5. Replacing social media scrolling with a productive habit:
Is there anything worse than getting stuck in a black hole of Instagram, comparing both loved ones and “influencers” lives with your own sad couch-related existence? Thanks to the Apple Screen Time app, I’ve learned that being unemployed has left me with a newfound habit of wasting literally hours and hours looking at social media and feeling shit about my existence. Last week, I decided that instead of picking up my phone whenever I felt idle, I would pick up my Kindle instead. Reading is the second-best thing I could be doing to improve my writing (after, ahem, writing). Using this technique, I’m already three-quarters of the way through Beartown by Fredrik Backman and have remembered how much reading revitalizes my love for my own work.
6. Giving myself permission to write:
Writing for me is an act of self-care. I started writing as a creative outlet and because I was lacking a sense of fulfilment in my corporate job. It’s also the only thing in my life that is wholly mine, and this creative decision-making is something altogether new and exciting for me.
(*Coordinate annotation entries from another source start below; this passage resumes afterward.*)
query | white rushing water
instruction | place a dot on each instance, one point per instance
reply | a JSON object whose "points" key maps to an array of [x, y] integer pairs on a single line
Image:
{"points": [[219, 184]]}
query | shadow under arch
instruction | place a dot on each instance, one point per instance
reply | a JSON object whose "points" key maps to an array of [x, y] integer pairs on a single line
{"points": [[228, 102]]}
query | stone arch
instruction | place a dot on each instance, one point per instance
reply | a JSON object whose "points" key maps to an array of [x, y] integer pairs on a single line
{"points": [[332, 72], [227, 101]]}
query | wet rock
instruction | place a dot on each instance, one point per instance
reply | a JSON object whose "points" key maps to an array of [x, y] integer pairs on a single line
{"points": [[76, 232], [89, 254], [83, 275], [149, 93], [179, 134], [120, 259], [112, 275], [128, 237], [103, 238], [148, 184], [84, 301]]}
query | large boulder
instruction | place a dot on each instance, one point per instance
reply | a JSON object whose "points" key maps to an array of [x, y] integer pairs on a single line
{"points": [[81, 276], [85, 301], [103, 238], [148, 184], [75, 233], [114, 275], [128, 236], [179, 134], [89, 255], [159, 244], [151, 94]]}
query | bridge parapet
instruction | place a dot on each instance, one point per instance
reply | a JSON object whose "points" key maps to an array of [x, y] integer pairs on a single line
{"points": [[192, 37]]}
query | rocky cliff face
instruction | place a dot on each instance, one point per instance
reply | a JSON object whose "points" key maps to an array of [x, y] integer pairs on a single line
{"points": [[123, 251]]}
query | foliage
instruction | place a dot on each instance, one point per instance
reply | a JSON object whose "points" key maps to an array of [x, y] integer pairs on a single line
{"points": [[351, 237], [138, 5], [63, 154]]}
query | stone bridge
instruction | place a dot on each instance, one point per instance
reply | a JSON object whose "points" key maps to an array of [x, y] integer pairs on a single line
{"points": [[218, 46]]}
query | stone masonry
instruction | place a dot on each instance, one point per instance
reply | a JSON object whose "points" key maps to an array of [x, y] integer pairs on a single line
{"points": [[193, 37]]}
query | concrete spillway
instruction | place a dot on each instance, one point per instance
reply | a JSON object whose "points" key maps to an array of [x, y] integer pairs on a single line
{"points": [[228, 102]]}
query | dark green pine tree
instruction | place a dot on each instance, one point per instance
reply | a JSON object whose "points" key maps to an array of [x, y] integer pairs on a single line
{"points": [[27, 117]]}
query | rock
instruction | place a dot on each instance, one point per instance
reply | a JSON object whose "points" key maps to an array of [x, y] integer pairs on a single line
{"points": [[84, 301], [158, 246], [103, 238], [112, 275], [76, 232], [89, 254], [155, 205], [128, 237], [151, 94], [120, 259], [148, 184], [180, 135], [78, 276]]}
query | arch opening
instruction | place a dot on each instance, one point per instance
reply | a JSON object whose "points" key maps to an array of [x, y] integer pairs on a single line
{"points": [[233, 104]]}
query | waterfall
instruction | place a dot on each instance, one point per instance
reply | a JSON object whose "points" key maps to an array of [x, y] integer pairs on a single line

After a few weeks of job hunting, I’ve finally worked out a structure for my days that allows me to spend time on my novel without feeling guilty that I should be on LinkedIn instead. I write best in the afternoon and early evening, which means job hunting and applying can be my first priority for the day. I can feel a sense of achievement by applying for jobs early in the day or scheduling interviews in the morning. It’s easy to think I shouldn’t allow myself time to devote to what is essentially a side hobby, but there aren’t many times in my life when I’m going to have whole days at my disposal. After all, the difference between a published book and an unpublished book is often a finished book.
Francesca is a New England-based New Zealander who enjoys purchasing Halo top ice cream in U.S. dollars. When she’s not working on her young adult novel, you can find her exploring cities in the northeast and feeling smug about keeping her fiddle leaf fig plant alive.